Provide resources or tools to promote knowledge reinforcement and decrease reliance on recall (checklists, badge buddies, posters)

Training Tools / Equipment

  • Create checklists for pediatric-specific skills (e.g., advanced airway, sedation)
  • Create badge buddies with pertinent pediatric information (pain assessment, vital signs)
  • Contact local EMSC program for training support (e.g., mannequins)

Training Expertise

  • Implement training/shadowing opportunities with the local children's hospital or pediatric center.
  • Incorporate new technologies (high-fidelity SIM, teleSIM etc for training).
  • Engage with the ImPACTS network to implement simulation for skill maintenance

Consider budget implications--or identify methods with minimal or no additional cost--of adding additional training on pediatric competencies

Staff Resources

  • Estimate the impact that introduction of additional training will have on staff time.

Budgetary Implications

  • Assess the availability of internal and regional resources that can support training.
  • Determine the cost of purchasing new equipment, supplies, or technologies required as a direct result of the new training requirements.
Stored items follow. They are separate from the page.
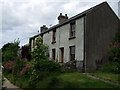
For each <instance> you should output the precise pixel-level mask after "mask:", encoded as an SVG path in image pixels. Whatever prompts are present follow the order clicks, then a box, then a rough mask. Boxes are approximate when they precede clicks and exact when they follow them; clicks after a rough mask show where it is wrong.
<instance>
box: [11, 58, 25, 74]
mask: <svg viewBox="0 0 120 90" xmlns="http://www.w3.org/2000/svg"><path fill="white" fill-rule="evenodd" d="M15 61H16V64H15V66H14V70H13V75H15V76H17V75H19V74H20V72H21V70H22V69H23V67H25V65H26V64H27V62H25V61H23V60H21V59H20V58H18V59H17V60H15Z"/></svg>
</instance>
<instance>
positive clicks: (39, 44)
mask: <svg viewBox="0 0 120 90" xmlns="http://www.w3.org/2000/svg"><path fill="white" fill-rule="evenodd" d="M47 51H48V46H47V45H44V44H43V43H42V38H40V37H38V38H37V39H36V44H35V47H34V50H33V52H32V58H33V60H41V59H47V58H48V57H47V56H48V55H46V53H47Z"/></svg>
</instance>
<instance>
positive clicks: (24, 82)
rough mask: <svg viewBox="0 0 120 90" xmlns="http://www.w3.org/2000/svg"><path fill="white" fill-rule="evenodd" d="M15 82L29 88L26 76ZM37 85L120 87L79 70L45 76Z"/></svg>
mask: <svg viewBox="0 0 120 90" xmlns="http://www.w3.org/2000/svg"><path fill="white" fill-rule="evenodd" d="M11 77H12V76H11V75H9V77H7V78H11ZM11 79H13V78H11ZM12 81H13V80H12ZM15 83H16V85H17V86H19V87H22V88H29V86H28V80H27V79H26V80H25V78H24V79H21V78H19V79H17V80H16V81H15ZM33 83H35V82H33ZM20 84H22V85H20ZM35 85H36V86H35V87H36V88H120V87H118V86H116V85H111V84H108V83H105V82H103V81H100V80H95V79H92V78H89V77H87V76H85V75H83V74H80V73H77V72H74V73H63V74H52V75H49V76H47V77H45V78H43V79H42V80H38V81H37V83H35ZM35 87H34V88H35Z"/></svg>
Promote a culture of safe and effective care for pediatric patients throughout all system

Change Management

  • Engage influencers, champions, and opponents in the training development process
  • Define methods for effective and broad communication of proposed training changes and invite input.

System Hierarchies

  • Outline the organizational hierarchy and utilize that structure to communicate and support training and assessment of competencies.
  • Work to implement Just Culture, where mistakes are first thought of as a failure of systems (what went wrong) rather than an individual failure (who caused the problem).